Un autre intéressant usage d’un montage complexe est celui de l’introduction du film. La superposition de la réception médiatique de l’action a pour effet d’insister sur les réponses que donne Ulay à la performance. Ainsi, les images des médias se répondent d’elles-mêmes et entre elles sans qu’il n’y ait jamais d’intervention éclairant les motivations, les causes, ni l’effet escompté par l’action. L’efficacité de cette saturation visuelle et sonore est contrastante avec le montage beaucoup plus traditionnel qui intervient au bout de quelques minutes, appuyé par l’énonciation sommaire de la description56 de la performance par Ulay. Cette voix est claire, franche, mécanique mais surtout, annonce chaque action de la performance à la première personne du singulier. Le commentaire narré par l’artiste n’apporte pas les précisions ni les réponses du montage qui le précède. Plutôt, il n’est que l’affirmation de la revendication du geste, double contrat : contrat oral et contrat visuel. Ce passage de la réception médiatique aux images tournées de la performance ainsi que le chevauchement sonore de la description de la performance ont un caractère mécanique, qui momentanément crée une disjonction entre l’image, le texte, le son. La tension entre ces trois pôles s’incarne dans le fait-film, et remet en perspective l’injonction de l’artiste (le commentaire en voix off), la réalisation de la performance (les images tournées) et les implications publiques, sociales et politiques du geste (l’incorporation de la réception à l’œuvre, en tant que moment de la performance). En tressant de la sorte les images médiatiques à celles tournées par Schmidt-Reitwein, la portée du montage du film relève le rapprochement entre les temporalités différentes : celle immédiate de la performance et celle de la réception, qui commente la performance mais qui est aussi le commentaire qui l’anticipe.
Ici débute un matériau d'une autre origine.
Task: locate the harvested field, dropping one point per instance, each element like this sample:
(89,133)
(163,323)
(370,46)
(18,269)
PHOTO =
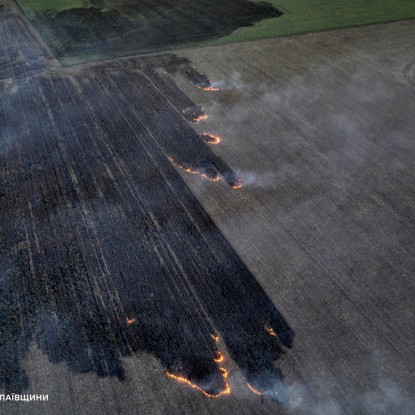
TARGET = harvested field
(148,266)
(102,29)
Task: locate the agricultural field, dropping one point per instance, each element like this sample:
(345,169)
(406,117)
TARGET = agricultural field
(86,30)
(213,230)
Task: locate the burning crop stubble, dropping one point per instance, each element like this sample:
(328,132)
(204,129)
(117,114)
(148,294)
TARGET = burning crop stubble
(113,245)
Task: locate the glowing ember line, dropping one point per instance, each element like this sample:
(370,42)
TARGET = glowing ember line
(254,390)
(182,379)
(219,357)
(201,118)
(194,171)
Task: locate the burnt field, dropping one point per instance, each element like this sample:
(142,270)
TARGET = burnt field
(102,29)
(105,251)
(217,231)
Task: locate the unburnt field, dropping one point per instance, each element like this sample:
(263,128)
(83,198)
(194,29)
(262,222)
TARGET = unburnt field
(182,233)
(87,30)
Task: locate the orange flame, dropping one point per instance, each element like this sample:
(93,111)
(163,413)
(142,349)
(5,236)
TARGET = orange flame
(193,171)
(219,357)
(213,139)
(257,392)
(201,118)
(182,379)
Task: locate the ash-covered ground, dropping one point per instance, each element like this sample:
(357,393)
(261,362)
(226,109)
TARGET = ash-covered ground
(170,222)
Ce montage contextualise les critiques adressées par Ulay qui sont

de nature culturelle et sociale et qui concernent le découpage urbain et politique d’un moment précis : Berlin en 1976. Le montage met ainsi en relation des situations, des mondes qui autrement ne se rencontreraient pas, et insiste sur les liaisons absentes entre les travailleurs invités turcs aux Allemands dans leur quotidien et dans la ville. L’existence comme telle de ce montage introductif, discrètement critique mais essentiel et intégré au processus de la performance, dépasse bien largement les interventions minimales prescrites par Babette Mangolte. Dans son film, Ulay fait le choix d’intégrer la réception médiatique à sa performance et montrer en quoi il se met en danger, à la hauteur de ce qu’il défend en termes politiques. Autrement dit, ce montage introductif insiste sur deux choses : de l’une, il fait prendre conscience au spectateur des enjeux sociaux et culturels qui demandent une correction par la performance, et de l’autre, il réinscrit le spectateur, non seulement dans la performance, mais lui fait également prendre conscience de son implication sociale et politique dans le rapport de domination culturelle qu’elle dépeint. En ce sens, il faut défendre le travail du film dans le cadre de l’expérience esthétique, car il contribue à l’élaborer et à la construire et représente un apport essentiel à sa compréhension.